Anti-DEI policies, wage disparities may hinder Latine academic, economic success

Latina enrollment has been rising steadily, but wage disparities and anti-diversity, equity, and inclusion (DEI) policies are stalling progress, according to a new data brief from the University of California, Los Angeles, and a report from NBC News

Latina women are more likely than Latino men to hold a bachelor’s degree, regardless of the age group, country of origin, veteran status, or English proficiency, with the number of Latinas with a bachelor’s degree or higher rising from almost 1 million in 2000 to 3.5 million in 2021. The percentage of Latina adults with a bachelor’s degree or higher nearly quadrupled from 5.4% in 2000 to 20% in 2021, and the rate of Latinas obtaining degrees grew faster than for Latino males and the overall male and female populations. The number of Latine adults with advanced degrees has also grown the fastest than any other racial or ethnic group, a rise driven by Latinas, according to the Pew Research Center.

Related: Over half of Latine students considered leaving college last year >

Education and economic disparities

Despite these trends, Latinas’ bachelor’s degree attainment or higher (20%) lagged behind the overall U.S. population in 2021 (33%) and overall female attainment (35%), the brief shows. College-educated Latinas also experienced wage disparities after graduation. In 2021, Latinas with a bachelor’s degree or higher had a median wage of $26—the second lowest of all workers by race, ethnicity, and sex—$6 less per hour than similarly college-educated Latino men and $14 less than similarly educated white men.

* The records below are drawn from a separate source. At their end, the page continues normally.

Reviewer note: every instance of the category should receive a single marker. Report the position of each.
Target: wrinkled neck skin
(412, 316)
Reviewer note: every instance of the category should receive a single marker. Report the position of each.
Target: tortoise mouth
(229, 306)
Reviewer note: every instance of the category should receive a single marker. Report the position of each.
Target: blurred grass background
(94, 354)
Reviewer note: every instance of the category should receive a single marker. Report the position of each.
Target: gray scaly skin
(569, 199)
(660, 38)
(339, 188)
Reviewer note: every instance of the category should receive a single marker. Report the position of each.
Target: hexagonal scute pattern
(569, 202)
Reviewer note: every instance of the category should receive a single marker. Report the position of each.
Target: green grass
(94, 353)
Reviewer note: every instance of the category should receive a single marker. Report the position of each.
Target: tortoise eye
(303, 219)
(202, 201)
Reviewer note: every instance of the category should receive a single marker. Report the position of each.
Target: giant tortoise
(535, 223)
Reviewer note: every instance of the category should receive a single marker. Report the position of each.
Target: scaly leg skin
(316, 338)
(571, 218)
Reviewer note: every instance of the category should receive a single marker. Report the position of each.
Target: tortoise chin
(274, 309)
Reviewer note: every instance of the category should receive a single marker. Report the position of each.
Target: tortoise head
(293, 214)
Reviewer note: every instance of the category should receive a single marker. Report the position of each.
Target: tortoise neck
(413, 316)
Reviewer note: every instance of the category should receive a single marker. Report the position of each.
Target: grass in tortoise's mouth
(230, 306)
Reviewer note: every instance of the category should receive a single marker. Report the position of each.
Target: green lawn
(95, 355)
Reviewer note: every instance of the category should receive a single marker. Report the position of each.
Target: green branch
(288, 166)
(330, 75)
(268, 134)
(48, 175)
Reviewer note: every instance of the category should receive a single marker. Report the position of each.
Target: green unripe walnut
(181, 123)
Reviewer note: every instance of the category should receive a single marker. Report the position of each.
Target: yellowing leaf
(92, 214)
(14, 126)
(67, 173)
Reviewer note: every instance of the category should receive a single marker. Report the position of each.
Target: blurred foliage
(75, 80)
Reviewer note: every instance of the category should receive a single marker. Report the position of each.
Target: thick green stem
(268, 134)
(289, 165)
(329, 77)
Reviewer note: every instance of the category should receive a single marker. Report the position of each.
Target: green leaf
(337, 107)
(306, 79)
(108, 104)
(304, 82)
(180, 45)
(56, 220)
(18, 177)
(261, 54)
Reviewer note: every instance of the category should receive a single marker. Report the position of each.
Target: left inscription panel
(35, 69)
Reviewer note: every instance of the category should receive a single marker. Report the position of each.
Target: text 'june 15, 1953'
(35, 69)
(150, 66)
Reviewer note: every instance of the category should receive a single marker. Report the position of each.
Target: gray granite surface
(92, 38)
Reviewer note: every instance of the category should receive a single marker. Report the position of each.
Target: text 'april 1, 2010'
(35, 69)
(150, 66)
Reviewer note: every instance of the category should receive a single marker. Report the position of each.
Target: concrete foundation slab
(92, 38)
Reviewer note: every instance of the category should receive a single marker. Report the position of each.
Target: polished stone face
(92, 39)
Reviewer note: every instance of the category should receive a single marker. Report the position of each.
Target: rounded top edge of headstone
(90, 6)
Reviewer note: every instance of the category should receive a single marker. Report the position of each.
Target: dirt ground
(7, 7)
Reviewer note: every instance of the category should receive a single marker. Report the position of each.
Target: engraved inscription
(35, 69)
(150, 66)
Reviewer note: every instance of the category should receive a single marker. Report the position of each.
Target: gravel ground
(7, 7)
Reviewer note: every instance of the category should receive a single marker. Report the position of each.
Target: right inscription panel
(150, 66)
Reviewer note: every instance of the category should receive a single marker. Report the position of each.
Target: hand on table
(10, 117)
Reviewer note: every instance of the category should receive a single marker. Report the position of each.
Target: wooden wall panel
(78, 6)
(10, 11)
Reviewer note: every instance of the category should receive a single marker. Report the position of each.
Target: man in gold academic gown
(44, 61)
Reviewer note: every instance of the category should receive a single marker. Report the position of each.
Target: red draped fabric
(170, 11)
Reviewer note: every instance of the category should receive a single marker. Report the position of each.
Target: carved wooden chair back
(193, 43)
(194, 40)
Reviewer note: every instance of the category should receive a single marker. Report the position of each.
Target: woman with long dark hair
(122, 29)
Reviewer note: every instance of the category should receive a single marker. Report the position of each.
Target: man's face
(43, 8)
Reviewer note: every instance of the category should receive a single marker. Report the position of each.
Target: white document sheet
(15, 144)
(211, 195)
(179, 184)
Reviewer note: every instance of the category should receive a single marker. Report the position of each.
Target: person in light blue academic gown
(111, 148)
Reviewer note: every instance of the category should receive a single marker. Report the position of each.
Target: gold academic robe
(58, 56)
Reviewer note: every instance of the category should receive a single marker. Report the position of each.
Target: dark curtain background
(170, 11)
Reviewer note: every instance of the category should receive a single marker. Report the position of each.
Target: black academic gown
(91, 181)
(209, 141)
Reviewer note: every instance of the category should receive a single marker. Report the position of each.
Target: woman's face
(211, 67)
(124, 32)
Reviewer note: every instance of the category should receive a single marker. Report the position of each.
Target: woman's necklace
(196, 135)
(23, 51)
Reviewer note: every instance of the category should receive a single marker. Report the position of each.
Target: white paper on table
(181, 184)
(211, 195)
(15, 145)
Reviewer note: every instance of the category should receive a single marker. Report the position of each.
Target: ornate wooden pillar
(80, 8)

Related: Report: Racial, gender gaps persist despite degree attainment gains >

“Our hope at UCLA LPPI is that by understanding the nuances of [Latinas’] lived experiences, and how that impacts their likelihood of earning a bachelor’s degree, then we can implement policy solutions empowering Latinas to improve their well being and quality of life,” co-author and LPPI’s senior research analyst Misael Galdámez tells NBC News.

Eliminating campus support

Meanwhile, NBC News reports that anti-DEI policies that erode campus support for underrepresented students may exacerbate the structural barriers to higher education and economic mobility faced by Latine students. Under Texas law Senate Bill 17 (SB 17), all public Texas colleges and universities must close their diversity, equity, and inclusion offices or lose state funding. The law also mandates that every two years through 2029, state officials must conduct studies to measure how the law impacts application rate, acceptance rate, matriculation rate, retention rate, grade point average, and graduation rate of students at institutions of higher education, disaggregated by race, sex, and ethnicity. Other states have passed similar anti-DEI laws that are pushing public universities to close offices that once served Latine students and other historically underrepresented groups.

Related: How state anti-DEI laws are impacting LGBTQ+ students >

To comply with SB 17, the University of Texas at Austin, which qualified as a Hispanic-Serving Institution in 2021, closed its Multicultural Engagement Center (MEC) and defunded its Latinx Community Affairs organization, which depended on MEC for resources and support. Texas A&M University, Texas Tech University, and the University of Houston also shuttered their DEI offices to adhere to state law. The move affected programs aimed supporting currently enrolled Latine students and may threaten efforts that recruit Latine students and engage with their communities. 

“We provided ways for [Latine students] to meet people that could give them jobs after they graduate, but now we don’t have funding to put on [those events],” Liany Serrano, a Latinx Community Affairs leader who helped organize networking events and career workshops for Latine students, tells NBC News. “They’re going to miss making those connections.”